Em matéria de direito adjetivo, como se sabe, a norma emergente atinge, de imediato, os processos em andamento, regulando os atos a serem praticados a partir da sua edição. Só não são alcançados pela norma nova aqueles atos já realizados conforme a tutela processual anterior.

Nem se diga, de outro lado, que o fato de a lei prever o arbitramento na ocasião do despacho inicial vincularia a fixação provisória a este momento processual. É evidente que, ao situar o arbitramento no primeiro despacho, o legislador quis, tão somente, evitar eventual demora na fixação do novo locativo. Longe de poder ser considerado marco preclusivo do arbitramento provisório, é o despacho inicial, porém, o momento mais adequado, conforme as linhas mestras da lei, para a sua fixação.

Por essas razões é que se afigura perfeitamente possível o arbitramento de aluguéis provisórios no curso de ações em andamento, ainda não sentenciadas, desde que satisfeitos os requisitos legais para tal fixação.

Todavia, saliente-se que, nesses casos, o aluguel provisoriamente arbitrado só poderá ser exigido a partir da intimação da sua fixação, sem retroagir à data da propositura da ação ou da citação.

Demais disso, considerando-se que o locador estivesse impedido de pretender aluguel provisório na ação em curso, restaria a ele, ainda, a possibilidade de desistir da ação e propor outra com fundamento na nova norma.

Assim, na pior das hipóteses, os princípios da economia,  e da celeridade processual, aconselhariam permitir-se a fixação de aluguel provisório no curso de ações em andamento, mesmo porque quem pode o mais pode o menos.

7 – DA REDUÇÃO DO PRAZO DA AÇÃO REVISIONAL PARA TRÊS ANOS

A redução do prazo para aquisição do direito à ação revisional  foi, por certo, uma das mais felizes inovações trazidas pelas novas normas.

Em face dessa redução, poder-se-ia questionar se a contagem dos três anos para a nova ação abrangeria o período anterior à sua instituição.

A resposta há de ser afirmativa. O decurso do triênio locatício é uma situação que constitui a hipótese de incidência da norma que concede a nova revisional. Tal situação pode, evidentemente, ser encontrada no momento da edição da norma emergente, havendo nesse caso, direito à revisão. Este é apenas uma conseqüência jurídica para uma hipótese prevista na lei, que pode ou não se apresentar em cada caso concreto.

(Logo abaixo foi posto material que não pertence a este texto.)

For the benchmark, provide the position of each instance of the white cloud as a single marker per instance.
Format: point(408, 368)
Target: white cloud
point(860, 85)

A norma em vigor prevê a aquisição do direito à revisão, pelo locador ou locatário, a cada três anos contados do último acordo ou do início do contrato. Não estabelece, a lei, que os três anos devam ser contados a partir da edição da norma. Diz, apenas, que haverá aquisição do direito à revisão sempre que transcorridos três anos contados do início do contrato ou do último acordo, e, como se sabe, ubi lex non distiguit, nec interpres distinguere debet.

Ademais, nos direitos de aquisição sucessiva (que se obtém através do decurso de certo tempo) – como é o caso do direito à revisão judicial do aluguel – aproveita-se o lapso temporal já decorrido na vigência da lei antiga.

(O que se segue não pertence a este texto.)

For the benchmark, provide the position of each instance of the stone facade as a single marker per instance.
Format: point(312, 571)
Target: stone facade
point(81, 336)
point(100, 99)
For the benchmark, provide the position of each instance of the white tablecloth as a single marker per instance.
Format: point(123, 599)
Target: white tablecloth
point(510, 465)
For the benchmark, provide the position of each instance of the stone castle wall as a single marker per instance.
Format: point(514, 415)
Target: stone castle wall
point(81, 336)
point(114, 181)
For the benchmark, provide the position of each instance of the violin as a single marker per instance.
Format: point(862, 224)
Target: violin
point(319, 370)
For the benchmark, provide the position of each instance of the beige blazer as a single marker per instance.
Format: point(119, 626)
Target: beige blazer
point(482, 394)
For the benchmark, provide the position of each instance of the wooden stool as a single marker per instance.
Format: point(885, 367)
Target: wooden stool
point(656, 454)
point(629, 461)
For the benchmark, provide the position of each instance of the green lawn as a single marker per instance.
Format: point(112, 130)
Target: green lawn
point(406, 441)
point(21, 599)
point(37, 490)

O punctum pruriens da questão já foi objeto de exame pretoriano por ocasião da edição da Lei nº 6.649/79, que contemplava a ação revisional de cinco anos. Nessa oportunidade,
assim decidiu a 3ª Câm. do 2º TACSP: “Não é certo que ações revisionais somente possam vir a ser propostas após cinco anos de vigência da lei de locações. O legislador condicionou o exercício do direito ao só superamento do lapso contado do contrato ou do acordo de atualização”5.

Como se vê, uma vez encontrada a hipótese contemplada na norma, ocorre a sua incidência instantânea que, nesse caso, não implica em retroatividade, mas pura eficácia
imediata (caput do art. 6º da LICC), não desrespeitando, no mais das vezes, quaisquer direitos eventualmente adquiridos pelo locatário.

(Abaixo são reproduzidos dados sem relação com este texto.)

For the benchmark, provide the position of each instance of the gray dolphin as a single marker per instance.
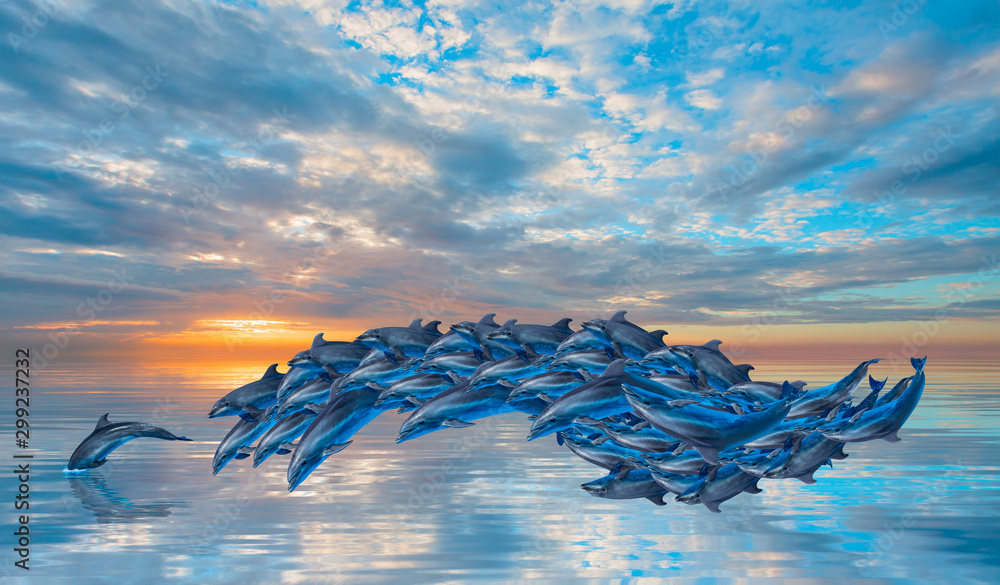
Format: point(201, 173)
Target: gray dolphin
point(622, 336)
point(415, 389)
point(278, 439)
point(257, 394)
point(805, 457)
point(664, 358)
point(411, 341)
point(342, 356)
point(450, 342)
point(236, 443)
point(507, 371)
point(551, 384)
point(315, 392)
point(883, 422)
point(294, 379)
point(460, 364)
point(331, 430)
point(710, 431)
point(595, 399)
point(107, 436)
point(896, 391)
point(536, 339)
point(477, 335)
point(579, 340)
point(637, 483)
point(713, 368)
point(718, 486)
point(608, 455)
point(594, 361)
point(816, 401)
point(455, 407)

Entretanto, é importante ressaltar que quando o pacto locatício estiver em curso por prazo determinado, o inquilino residencial só será obrigado  – pelo seu contrato (que inclui a lei sob a qual foi elaborado)  – a se sujeitar à revisão qüinqüenal do aluguel da sua locação.

De fato, nessas condições, não pode o locatário ser compelido a se sujeitar a outra revisional que não aquela que decorra da lei do tempo no qual seu contrato foi aperfeiçoado (direito negativo)7.

Nesse caso, não se trata de mera expectativa de direito (fato aquisitivo incompleto), mas sim de verdadeiro direito adquirido. O contrato foi aperfeiçoado sob a égide de certa norma e, assim sendo, ambos os contratantes têm o direito de vê-lo ser executado até o seu termo final, conforme a norma do tempo de sua celebração.

Se um inquilino contratou sua locação, ainda em curso por prazo determinado, sob a égide de certa lei, o locador não pode pretender que tal locação seja regida por outra lei, até que se escoe todo o prazo avençado no contrato.

Entretanto, terminado o prazo inicialmente avençado, pode o locador, de pronto, incoar a nova ação revisional, eis que a partir desse momento a locação passa a ser regida pela lei atual que, conquanto prorrogue a duração da relação jurídica, modifica algumas das suas regras (Art. 4º caput da Lei nº 6.649/79), introduzindo, dentre outras coisas, a nova revisional.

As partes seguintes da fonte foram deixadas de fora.